One would think that Wabash National Corporation (NYSE: WNC), the United States' only publicly-traded manufacturer of semi trailers, would be having a stellar year. Unfortunately, that is not the case. Before trading last Friday, Wabash released preliminary guidance for the third quarter, and the numbers seem to have disappointed the market: Wabash said it expected operating income between $15.5-17.5M for the quarter, compared to $26.6M year-over-year. WNC shares plunged 22 percent when the market opened; today Wabash's stock has settled at around $14.70, representing a 24 percent decline since September 21.
In a research note on the company, Stifel Financial Corp. (NYSE: SF) analyst Michael Baudendistel wrote that "building trailers is harder than it looks." Baudendistel went on to explain how the Trump administration's tariffs on aluminum (10%) and steel (25%) have driven up Wabash's input costs for both raw materials and components, compressing margins at a time when the company is being asked to manufacture more trailers than ever.
"Our understanding is that the company hedges about 70 percent of the cost of a trailer," Baudendistel wrote. "For the other 30%, Wabash updates their pricing monthly for changes in input costs using current and forecasted prices so there can be some delay between rising input costs and recovering that cost from customers. Therefore, the input costs issues should get progressively less impactful if input costs stabilize, but headwinds could persist or intensify if input costs get progressively worse."
Since the beginning of the year, October 2018 futures contracts for US Coil Steel have climbed 27 percent, to $834 per short ton. The chart below, from our Bloomberg Terminal, compares the rising price of US Coil Steel (green line) to the falling value of Wabash National stock (white line):
WNC compared to steel futures. (Chart: Bloomberg)
"The third quarter was a challenging and difficult quarter for the Company as a whole," said Brent Yeagy, president and chief executive officer of Wabash National in a statement. "On the cost side of the business, higher commodity and component costs impacted the quarterly results as raw material costs continued to escalate."

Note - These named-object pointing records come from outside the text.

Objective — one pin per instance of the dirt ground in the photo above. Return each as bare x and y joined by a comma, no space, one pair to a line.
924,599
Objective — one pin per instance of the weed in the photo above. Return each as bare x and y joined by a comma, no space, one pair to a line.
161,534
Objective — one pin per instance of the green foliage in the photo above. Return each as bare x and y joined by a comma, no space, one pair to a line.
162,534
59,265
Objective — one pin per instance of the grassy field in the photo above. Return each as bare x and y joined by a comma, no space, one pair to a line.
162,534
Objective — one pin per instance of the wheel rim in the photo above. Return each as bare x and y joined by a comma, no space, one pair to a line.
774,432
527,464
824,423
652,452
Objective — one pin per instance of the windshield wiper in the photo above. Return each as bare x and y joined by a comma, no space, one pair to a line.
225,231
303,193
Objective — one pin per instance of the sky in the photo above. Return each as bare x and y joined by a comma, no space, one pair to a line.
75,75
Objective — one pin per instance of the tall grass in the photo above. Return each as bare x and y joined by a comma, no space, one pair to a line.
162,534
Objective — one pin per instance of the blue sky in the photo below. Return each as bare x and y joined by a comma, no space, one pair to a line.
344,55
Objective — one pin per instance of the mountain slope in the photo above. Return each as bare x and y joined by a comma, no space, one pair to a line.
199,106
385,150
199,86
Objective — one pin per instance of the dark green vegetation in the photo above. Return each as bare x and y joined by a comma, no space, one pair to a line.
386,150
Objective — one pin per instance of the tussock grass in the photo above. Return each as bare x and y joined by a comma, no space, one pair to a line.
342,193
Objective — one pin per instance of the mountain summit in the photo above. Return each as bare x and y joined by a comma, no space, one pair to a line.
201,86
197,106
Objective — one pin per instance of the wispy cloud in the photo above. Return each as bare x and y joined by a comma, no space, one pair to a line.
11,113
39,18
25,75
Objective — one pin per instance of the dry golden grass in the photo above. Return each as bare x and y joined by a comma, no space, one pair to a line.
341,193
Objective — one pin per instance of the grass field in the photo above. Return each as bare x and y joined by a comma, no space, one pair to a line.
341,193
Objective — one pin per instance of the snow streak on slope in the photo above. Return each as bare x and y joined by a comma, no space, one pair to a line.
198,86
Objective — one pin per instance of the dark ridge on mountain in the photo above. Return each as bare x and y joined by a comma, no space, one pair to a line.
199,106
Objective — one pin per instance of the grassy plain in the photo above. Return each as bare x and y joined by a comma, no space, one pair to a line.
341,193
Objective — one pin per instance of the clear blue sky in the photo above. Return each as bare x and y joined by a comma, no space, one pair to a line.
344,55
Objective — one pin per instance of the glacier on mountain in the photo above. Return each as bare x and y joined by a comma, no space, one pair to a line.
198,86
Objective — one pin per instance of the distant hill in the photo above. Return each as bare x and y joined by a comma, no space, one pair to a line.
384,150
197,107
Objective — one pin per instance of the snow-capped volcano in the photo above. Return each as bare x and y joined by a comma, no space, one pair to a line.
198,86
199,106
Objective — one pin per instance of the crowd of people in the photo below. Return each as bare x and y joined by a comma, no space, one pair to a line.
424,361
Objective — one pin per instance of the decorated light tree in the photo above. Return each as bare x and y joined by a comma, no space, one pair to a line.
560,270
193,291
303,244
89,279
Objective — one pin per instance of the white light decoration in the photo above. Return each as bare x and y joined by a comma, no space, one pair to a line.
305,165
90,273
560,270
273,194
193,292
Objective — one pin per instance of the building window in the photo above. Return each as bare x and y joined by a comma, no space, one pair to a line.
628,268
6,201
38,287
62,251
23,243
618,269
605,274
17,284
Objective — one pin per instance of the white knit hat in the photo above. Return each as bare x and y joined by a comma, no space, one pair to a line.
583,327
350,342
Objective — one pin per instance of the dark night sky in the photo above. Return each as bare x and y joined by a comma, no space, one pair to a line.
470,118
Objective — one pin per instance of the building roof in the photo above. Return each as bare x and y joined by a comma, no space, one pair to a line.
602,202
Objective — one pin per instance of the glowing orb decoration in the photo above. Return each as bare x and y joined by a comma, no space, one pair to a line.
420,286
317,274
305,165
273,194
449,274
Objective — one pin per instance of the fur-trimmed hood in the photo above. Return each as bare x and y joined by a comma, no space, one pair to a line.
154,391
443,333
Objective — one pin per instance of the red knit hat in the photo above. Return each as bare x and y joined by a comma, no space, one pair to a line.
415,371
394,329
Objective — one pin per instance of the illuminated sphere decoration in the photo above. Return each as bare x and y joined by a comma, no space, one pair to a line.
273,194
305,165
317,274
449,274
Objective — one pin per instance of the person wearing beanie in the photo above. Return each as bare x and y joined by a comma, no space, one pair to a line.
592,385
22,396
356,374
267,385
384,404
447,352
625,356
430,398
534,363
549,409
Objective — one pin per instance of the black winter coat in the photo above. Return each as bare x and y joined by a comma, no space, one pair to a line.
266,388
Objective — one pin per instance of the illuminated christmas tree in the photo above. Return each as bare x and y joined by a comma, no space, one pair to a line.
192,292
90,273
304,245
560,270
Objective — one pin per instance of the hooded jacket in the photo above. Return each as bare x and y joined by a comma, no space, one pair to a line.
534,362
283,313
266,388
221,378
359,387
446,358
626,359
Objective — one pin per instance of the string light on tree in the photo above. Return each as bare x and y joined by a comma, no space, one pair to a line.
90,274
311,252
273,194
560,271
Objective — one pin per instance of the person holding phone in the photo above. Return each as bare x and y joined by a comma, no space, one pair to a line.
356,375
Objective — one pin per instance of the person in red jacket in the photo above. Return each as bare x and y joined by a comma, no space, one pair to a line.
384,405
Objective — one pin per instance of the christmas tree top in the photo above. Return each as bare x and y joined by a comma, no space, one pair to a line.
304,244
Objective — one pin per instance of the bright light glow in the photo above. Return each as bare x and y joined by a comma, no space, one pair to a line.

Stifel and Wabash also both pointed to the difficulties the company has had in realizing revenue from trailers it has built: due to a chassis shortage and strong freight demand, Wabash's customers are having a hard time sourcing the trucks to pick up the trailers. If customers can't take possession of the trailers they've ordered, Wabash's cash flows are strained. Yeagy, in his statement, also blamed labor shortages for the company's lackluster performance despite strong demand for its products: Wabash said higher levels of overtime and lower productivity created unforeseen operating cost pressures at its plants.
"Despite the tough operating environment and preliminary results reflecting a very challenging third quarter," Yeagy said, "we continue to see strong overall market demand for our products and we are taking proactive steps to reduce the margin impact of U.S. tariff policy, raw material inflation, supply base disruptions and a very tight labor market for the remainder of 2018 and 2019."
Stifel lowered its price target for WNC to $16 from $19, 9x Stifel's estimated 2019 EPS.
"Normally, this would provide enough upside to the current market price to justify a Buy," Baudendistel wrote, "but we believe more than the typical 20% is necessary given the uncertainty of how impactful the input costs, chassis shortages, etc. are expected to be next year."